Today I took the Forcefield knee pads out for a 24km spin, they worked great, didn't slide as much as the other times. I think I just need to make sure the strap tension was just right. I still feel like the grippy part on the pads(rubber bumps etc) could be done better. Besides the occasional slip they are working better then I thought and I can use them when ripping around on my motorcycle underneath my jeans and they will work fine. 

I may buy a set of race face knee pads/sin guards as my poor shins are taking a beating from the darn platform pedals and the spikes. Mind you I am also no the search for a comfy shoe to wear instead of my hikers, that would probably stop me from getting bumped off the darn pedals.


----------



## Noob9ers (Jun 24, 2012)

Aaen said:


> Today I took the Forcefield knee pads out for a 24km spin, they worked great, didn't slide as much as the other times. I think I just need to make sure the strap tension was just right. I still feel like the grippy part on the pads(rubber bumps etc) could be done better. Besides the occasional slip they are working better then I thought and I can use them when ripping around on my motorcycle underneath my jeans and they will work fine.
> 
> I may buy a set of race face knee pads/sin guards as my poor shins are taking a beating from the darn platform pedals and the spikes. Mind you I am also no the search for a comfy shoe to wear instead of my hikers, that would probably stop me from getting bumped off the darn pedals.

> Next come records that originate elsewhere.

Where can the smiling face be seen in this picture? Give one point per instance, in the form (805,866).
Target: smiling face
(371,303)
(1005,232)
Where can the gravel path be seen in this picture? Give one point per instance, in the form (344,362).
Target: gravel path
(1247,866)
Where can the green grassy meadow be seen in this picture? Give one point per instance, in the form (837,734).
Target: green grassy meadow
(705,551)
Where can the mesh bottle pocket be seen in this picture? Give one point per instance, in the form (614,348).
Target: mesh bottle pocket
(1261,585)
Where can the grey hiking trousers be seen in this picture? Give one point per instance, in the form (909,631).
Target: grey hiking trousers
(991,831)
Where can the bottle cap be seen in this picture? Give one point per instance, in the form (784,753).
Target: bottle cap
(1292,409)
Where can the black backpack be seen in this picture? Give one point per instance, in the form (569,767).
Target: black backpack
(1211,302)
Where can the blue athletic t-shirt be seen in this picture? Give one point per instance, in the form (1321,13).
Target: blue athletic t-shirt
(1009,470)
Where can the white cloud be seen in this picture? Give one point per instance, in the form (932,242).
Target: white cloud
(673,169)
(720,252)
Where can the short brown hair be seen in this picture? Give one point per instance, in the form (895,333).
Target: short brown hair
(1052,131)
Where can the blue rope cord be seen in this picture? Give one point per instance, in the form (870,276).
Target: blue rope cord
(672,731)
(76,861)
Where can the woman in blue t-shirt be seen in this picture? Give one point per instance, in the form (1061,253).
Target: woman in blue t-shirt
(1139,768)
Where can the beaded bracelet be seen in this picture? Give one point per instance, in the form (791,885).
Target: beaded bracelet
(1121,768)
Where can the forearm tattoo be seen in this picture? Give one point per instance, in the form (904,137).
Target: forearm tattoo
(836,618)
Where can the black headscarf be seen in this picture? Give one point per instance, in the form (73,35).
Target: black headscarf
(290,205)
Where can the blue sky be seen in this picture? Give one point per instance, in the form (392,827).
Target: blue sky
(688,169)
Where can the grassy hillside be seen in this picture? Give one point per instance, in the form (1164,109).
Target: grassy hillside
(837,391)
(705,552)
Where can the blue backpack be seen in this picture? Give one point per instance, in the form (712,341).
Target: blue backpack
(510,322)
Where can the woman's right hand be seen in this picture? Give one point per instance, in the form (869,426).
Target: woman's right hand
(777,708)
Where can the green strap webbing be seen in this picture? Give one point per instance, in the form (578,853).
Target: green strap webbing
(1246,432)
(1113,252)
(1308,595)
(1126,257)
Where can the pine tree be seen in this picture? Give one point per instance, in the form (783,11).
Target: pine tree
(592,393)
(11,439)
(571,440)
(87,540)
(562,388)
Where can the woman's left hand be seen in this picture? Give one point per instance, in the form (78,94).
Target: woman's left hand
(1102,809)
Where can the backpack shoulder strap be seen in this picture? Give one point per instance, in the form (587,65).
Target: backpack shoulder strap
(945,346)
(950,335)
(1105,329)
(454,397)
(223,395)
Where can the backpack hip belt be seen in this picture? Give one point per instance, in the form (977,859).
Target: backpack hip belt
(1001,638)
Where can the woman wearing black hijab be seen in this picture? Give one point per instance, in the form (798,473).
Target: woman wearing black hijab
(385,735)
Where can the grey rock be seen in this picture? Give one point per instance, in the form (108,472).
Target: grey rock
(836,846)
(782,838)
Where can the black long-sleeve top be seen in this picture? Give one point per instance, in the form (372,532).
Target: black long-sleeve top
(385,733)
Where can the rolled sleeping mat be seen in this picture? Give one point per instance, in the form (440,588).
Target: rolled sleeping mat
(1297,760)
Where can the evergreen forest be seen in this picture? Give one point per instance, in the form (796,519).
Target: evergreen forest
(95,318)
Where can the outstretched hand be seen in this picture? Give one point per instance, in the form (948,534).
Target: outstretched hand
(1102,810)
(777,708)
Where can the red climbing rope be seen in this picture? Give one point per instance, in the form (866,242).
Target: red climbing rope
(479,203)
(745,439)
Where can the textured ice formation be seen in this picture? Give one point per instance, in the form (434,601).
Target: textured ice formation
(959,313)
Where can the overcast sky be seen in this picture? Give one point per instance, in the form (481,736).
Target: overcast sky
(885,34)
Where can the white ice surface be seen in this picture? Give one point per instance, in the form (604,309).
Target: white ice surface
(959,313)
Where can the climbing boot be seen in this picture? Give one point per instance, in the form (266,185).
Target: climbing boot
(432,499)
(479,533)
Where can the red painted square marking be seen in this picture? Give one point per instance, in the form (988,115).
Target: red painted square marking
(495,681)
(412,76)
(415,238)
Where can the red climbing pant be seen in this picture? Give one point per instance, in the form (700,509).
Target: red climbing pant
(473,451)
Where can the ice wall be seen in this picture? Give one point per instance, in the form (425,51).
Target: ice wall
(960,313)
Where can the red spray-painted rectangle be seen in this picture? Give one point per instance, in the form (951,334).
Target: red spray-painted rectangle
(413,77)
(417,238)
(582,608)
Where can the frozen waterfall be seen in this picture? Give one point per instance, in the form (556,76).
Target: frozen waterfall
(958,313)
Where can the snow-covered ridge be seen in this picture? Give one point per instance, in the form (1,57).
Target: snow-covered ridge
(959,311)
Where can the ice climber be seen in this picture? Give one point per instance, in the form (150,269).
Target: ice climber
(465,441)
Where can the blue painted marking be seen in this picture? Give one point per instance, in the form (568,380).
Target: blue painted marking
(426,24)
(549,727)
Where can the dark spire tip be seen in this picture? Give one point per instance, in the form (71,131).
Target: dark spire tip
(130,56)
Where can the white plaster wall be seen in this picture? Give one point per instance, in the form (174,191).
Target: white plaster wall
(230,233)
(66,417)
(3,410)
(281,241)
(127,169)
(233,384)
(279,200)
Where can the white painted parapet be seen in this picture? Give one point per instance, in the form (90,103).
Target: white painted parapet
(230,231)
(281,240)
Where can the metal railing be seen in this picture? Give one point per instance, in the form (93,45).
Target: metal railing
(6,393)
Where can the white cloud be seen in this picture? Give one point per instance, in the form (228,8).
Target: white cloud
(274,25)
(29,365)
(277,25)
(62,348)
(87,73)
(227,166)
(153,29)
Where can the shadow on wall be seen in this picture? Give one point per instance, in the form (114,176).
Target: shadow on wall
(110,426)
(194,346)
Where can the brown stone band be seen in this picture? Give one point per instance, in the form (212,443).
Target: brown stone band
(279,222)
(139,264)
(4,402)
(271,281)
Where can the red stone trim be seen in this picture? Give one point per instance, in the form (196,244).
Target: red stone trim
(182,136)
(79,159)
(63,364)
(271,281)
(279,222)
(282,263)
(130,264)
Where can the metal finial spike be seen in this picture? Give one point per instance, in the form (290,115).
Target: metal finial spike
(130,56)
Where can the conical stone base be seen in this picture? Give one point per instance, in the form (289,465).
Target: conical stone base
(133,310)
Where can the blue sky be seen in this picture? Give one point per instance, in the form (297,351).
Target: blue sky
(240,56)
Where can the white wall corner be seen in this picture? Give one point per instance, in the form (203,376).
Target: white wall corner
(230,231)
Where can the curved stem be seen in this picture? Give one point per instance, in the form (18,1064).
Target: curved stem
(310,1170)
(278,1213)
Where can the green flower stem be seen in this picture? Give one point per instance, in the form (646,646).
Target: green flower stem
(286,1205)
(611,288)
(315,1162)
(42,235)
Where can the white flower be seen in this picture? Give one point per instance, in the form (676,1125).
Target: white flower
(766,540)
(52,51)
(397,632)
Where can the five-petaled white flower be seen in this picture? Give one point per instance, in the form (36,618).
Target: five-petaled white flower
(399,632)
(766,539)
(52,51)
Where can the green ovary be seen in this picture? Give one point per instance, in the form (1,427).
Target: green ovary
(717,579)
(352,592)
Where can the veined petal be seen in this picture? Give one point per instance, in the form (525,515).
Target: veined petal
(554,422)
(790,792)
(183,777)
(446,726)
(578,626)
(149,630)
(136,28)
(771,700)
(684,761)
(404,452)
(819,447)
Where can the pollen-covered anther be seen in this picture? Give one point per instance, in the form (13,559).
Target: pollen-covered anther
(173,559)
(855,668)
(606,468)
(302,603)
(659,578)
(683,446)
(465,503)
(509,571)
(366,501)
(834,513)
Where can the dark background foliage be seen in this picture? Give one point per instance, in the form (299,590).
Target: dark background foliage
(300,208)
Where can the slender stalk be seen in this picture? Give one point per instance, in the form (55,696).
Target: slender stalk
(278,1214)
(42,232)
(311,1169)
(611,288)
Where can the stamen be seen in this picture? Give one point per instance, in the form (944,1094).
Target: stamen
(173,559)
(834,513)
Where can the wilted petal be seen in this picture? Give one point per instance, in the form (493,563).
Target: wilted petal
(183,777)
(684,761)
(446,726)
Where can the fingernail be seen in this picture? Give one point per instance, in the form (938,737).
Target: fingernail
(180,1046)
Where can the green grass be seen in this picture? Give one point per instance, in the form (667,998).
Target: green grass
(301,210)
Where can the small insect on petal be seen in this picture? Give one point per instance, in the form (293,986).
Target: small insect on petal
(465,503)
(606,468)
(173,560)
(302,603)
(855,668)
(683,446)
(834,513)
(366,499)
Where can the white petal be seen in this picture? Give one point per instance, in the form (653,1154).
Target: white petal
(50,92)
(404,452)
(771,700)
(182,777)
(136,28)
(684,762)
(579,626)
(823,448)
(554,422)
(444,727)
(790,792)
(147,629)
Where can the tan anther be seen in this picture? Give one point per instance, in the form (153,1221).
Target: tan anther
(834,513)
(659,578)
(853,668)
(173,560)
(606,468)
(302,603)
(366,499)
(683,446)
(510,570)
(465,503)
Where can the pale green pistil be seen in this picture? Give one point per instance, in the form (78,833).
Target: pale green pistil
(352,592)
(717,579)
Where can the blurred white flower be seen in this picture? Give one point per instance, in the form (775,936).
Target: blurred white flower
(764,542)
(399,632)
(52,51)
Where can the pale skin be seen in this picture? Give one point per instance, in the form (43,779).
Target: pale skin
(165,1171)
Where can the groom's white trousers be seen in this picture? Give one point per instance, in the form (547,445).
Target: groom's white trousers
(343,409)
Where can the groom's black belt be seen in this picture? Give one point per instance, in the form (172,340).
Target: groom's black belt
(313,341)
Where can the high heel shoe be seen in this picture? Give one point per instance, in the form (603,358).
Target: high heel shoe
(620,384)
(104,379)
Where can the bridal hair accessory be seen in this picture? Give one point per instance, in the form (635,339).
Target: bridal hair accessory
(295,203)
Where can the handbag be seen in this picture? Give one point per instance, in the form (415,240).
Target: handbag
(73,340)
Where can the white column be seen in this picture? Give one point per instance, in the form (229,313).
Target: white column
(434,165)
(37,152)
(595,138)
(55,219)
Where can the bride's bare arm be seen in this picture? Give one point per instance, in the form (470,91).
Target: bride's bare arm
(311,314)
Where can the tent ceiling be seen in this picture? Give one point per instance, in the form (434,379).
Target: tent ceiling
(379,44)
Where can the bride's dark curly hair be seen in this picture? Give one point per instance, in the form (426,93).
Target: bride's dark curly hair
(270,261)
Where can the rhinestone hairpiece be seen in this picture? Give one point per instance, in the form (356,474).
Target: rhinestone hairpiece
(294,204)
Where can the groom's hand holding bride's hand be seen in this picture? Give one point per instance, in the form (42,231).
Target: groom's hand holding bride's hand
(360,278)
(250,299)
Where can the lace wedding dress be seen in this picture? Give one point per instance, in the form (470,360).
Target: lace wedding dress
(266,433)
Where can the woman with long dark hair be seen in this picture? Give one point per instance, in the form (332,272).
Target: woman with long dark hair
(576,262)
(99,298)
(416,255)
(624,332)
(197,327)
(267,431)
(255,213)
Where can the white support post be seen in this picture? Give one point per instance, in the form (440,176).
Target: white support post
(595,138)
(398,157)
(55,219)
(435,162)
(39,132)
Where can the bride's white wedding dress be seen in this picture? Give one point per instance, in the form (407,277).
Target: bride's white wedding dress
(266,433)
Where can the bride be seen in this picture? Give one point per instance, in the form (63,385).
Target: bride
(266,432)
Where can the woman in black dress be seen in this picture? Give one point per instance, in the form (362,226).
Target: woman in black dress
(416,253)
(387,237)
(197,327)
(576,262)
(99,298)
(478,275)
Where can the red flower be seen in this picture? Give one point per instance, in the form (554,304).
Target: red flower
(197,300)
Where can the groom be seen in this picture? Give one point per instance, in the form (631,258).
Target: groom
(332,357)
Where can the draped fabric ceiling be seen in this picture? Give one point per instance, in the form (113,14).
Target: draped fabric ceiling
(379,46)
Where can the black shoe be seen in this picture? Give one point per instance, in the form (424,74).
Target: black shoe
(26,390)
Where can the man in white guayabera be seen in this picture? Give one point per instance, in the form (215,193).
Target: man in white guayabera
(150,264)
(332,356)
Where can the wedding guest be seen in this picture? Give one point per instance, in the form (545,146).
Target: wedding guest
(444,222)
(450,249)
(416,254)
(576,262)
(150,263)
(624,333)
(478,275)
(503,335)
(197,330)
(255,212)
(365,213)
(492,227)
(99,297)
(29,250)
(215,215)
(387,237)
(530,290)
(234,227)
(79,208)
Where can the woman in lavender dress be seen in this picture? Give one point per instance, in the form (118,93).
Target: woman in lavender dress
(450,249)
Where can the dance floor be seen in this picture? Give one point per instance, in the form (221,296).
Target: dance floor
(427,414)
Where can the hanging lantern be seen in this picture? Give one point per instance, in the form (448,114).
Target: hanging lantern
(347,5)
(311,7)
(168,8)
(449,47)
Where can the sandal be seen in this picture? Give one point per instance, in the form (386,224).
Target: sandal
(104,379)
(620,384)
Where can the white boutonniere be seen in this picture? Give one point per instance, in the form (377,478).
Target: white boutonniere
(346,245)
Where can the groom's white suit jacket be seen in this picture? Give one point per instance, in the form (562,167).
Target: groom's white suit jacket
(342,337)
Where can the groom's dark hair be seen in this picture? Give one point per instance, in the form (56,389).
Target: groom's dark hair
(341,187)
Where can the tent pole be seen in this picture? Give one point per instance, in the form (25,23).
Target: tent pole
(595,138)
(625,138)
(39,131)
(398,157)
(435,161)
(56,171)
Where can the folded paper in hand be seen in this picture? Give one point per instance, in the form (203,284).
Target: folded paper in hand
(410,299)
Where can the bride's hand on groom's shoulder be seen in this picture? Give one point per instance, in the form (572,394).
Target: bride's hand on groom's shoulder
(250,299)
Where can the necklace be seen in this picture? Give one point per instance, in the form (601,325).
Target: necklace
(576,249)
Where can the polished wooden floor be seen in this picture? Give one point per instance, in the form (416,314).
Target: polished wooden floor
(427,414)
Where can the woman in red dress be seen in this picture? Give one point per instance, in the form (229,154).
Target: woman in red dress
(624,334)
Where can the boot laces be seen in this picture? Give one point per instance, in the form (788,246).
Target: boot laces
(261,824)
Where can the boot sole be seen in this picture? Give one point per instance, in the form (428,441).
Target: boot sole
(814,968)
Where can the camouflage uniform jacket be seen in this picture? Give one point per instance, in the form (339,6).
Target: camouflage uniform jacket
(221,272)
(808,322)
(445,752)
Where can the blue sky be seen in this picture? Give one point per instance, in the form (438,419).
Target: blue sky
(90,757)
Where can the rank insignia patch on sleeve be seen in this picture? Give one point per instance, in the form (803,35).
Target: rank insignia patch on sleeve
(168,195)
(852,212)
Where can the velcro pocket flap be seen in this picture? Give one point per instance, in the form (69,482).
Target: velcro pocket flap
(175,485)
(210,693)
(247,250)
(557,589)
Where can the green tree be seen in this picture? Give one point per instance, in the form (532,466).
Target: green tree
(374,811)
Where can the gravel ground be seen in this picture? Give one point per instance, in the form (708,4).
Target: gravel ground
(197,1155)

I've had Poc Bone, Joint and Rockgardn Neo and returned them all. the Rockgardn listed 21+ for xl and was still to tight. I would like to try the Race Face Flanks but getting tired of returning things. For shoes I went with the majority and got some fiveten impacts.


----------



## Stranglehold (Nov 26, 2011)

I just bought a pair of Azonic / O'Neal Trail Knee and Shin Guard Black, X-Large/XX-Large. They fit great may be a little to big. I'm 6'4'' and 340 lbs.A great buy for only 39.99 at Jenson USA. I would of paid double for these. The movability and comfort is very good.
Good luck in your search


----------